Re: [Corpora-List] Query on the use of Google for corpus research

From: Dominic Widdows (widdows@maya.com)
Date: Mon May 30 2005 - 19:27:59 MET DST

  • Next message: Mark P. Line: "Re: [Corpora-List] Query on the use of Google for corpus research"

    Hi Mark,

    Thanks for your response, it certainly sounds like a hopeful direction.

    > Actually, I don't think it's really true anymore that large-scale
    > corpus
    > extraction from the Web necessarily puts you at the mercy of commercial
    > search engines. It's no longer very difficult to throw together a
    > software
    > agent that will crawl the Web directly.

    But is it not quite difficult to "throw something together" that
    doesn't cause all sorts of traffic problems? I have always shied away
    from actually trying this, under the impression that it's a bit of a
    dangerous art, but then this is certainly partly due to ignorance.

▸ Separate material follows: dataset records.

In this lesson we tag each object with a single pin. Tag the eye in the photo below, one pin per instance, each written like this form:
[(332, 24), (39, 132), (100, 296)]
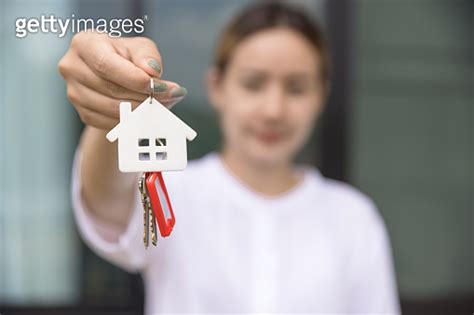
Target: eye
[(252, 84), (296, 88)]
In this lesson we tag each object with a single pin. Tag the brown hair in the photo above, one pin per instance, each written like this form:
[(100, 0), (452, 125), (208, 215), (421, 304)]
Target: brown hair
[(265, 15)]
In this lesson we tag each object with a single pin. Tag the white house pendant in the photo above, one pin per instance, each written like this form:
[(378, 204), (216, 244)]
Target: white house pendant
[(151, 138)]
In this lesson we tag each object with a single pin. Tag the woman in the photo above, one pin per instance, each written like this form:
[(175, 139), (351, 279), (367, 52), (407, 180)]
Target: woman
[(254, 232)]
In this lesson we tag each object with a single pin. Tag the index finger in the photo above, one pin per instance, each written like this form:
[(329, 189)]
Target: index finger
[(109, 65)]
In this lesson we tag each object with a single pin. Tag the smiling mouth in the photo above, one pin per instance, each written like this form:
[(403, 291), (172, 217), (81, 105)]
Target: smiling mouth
[(269, 137)]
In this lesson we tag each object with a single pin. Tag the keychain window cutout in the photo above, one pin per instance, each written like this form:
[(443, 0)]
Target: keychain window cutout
[(143, 142), (160, 142), (150, 123), (144, 156)]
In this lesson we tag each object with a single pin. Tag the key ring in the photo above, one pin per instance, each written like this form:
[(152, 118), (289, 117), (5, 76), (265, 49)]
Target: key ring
[(152, 90)]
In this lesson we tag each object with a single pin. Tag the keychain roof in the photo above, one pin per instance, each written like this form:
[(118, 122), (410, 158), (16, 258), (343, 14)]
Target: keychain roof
[(150, 138)]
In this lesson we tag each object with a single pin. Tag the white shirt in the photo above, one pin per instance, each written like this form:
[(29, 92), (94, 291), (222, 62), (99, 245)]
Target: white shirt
[(320, 248)]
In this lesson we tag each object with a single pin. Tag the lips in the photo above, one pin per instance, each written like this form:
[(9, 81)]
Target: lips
[(269, 137)]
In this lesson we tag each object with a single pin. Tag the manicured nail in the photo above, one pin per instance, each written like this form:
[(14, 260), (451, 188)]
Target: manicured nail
[(179, 92), (155, 65), (160, 87)]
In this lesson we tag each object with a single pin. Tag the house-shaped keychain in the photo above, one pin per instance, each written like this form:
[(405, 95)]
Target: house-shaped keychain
[(150, 138)]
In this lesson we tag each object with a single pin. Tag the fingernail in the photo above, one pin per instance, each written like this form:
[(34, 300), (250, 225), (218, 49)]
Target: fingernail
[(155, 65), (160, 87), (179, 92)]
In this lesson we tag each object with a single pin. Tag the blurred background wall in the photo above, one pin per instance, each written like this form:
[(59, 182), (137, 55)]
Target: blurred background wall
[(398, 126)]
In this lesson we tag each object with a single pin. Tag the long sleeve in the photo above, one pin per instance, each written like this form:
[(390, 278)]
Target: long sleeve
[(123, 248), (374, 289)]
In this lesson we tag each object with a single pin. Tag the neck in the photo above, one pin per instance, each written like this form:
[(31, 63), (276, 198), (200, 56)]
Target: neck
[(269, 180)]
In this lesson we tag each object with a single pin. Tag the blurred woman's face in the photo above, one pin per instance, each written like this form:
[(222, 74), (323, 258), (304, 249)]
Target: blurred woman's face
[(269, 96)]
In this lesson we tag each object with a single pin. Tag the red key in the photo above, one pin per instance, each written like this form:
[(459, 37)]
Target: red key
[(160, 202)]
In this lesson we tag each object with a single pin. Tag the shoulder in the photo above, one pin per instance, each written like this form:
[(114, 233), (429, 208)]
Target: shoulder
[(196, 172)]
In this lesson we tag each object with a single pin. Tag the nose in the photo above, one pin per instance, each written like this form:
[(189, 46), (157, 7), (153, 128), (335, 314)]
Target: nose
[(274, 103)]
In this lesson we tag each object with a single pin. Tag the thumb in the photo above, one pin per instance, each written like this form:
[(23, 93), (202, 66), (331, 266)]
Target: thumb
[(145, 55)]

    > (IOW: The indexing part of
    > commercial search engines may be rocket science, but the harvesting
    > part
    > of them is not.)

    That's intriguing, as someone who's worked more in indexing, I'd have
    said precisely the opposite :-)
    Delighted if I'm wrong.

    Is there good reliable software out there, for those who would still be
    fearful of hacking up a harvester for themselves?
    There is the Internet Archive's Heritrix crawler
    (http://crawler.archive.org/). Has anyone used this and found it
    suitable for linguistic purposes?

    > I think that if you describe your harvesting procedure accurately (what
    > you seeded it with, and what filters you used if any), and monitor and
    > report on a variety of statistical parameters as your corpus is
    > growing,
    > there's no reason why the resulting data wouldn't serve as an adequate
    > sample for many purposes -- assuming that's what you meant by "vouch
    > for
    > them properly".

    Yes, that is part of what I meant. Do we have a good sense of what
    these statistical parameters should be? To what extent is there a code
    of practice for saying exactly what you did? Again, we run into
    standard empiricist questions - using your proposal, one could
    guarantee to reproduce the "initial conditions" of someone's
    experiment, but you could at best expect similar outcomes.

    This still leaves some of the traditional benefits of corpora
    unaccounted for - what about normalising the text content (presuming
    the traditional notion that text content is the linguistics phenomenon
    you're interested in), tagging, perhaps getting all the data into the
    same character set, etc.? These are some of the creature comforts that
    organizations such as the LDC have traditionally provided. We can
    provide adequate descriptions of what was done with the data, and I
    feel that we are even pretty good as a community at making the software
    we developed available to others (partly for selfish gene and "please
    cite my project!" reasons, but those motivations still benefit the
    community at large).

    However, there is still the problem that the more sophisticated stuff
    you throw at your data, the harder it is for anyone to replicate or
    extend your results, and ideally, I would like to see a system where
    the data itself is made available as a standard part of practice.
    Ideally, we would still work on the same datasets if possible, rather
    than duplicating similar datasets for each isoolated project. From an
    engineering point of view, storage isn't really a problem here, but
    bandwidth is - you have to keep the files you've trawled and processed
    on disk somewhere, but you might not be able to foot the bill for other
    researchers hitting your web server every time they fancy
    half-a-billion words of nice corpus data. To my mind, the only real
    solution to this part of the problem is going to be breaking your
    corpus up into smaller components and enabling other researchers to
    search and copy whichever parts they need in a peer-to-peer fashion. I
    gave a talk on this idea recently at the AAACL conference
    (http://infomap.stanford.edu/papers/distributed-corpora.pdf), but I
    guess this is another story really.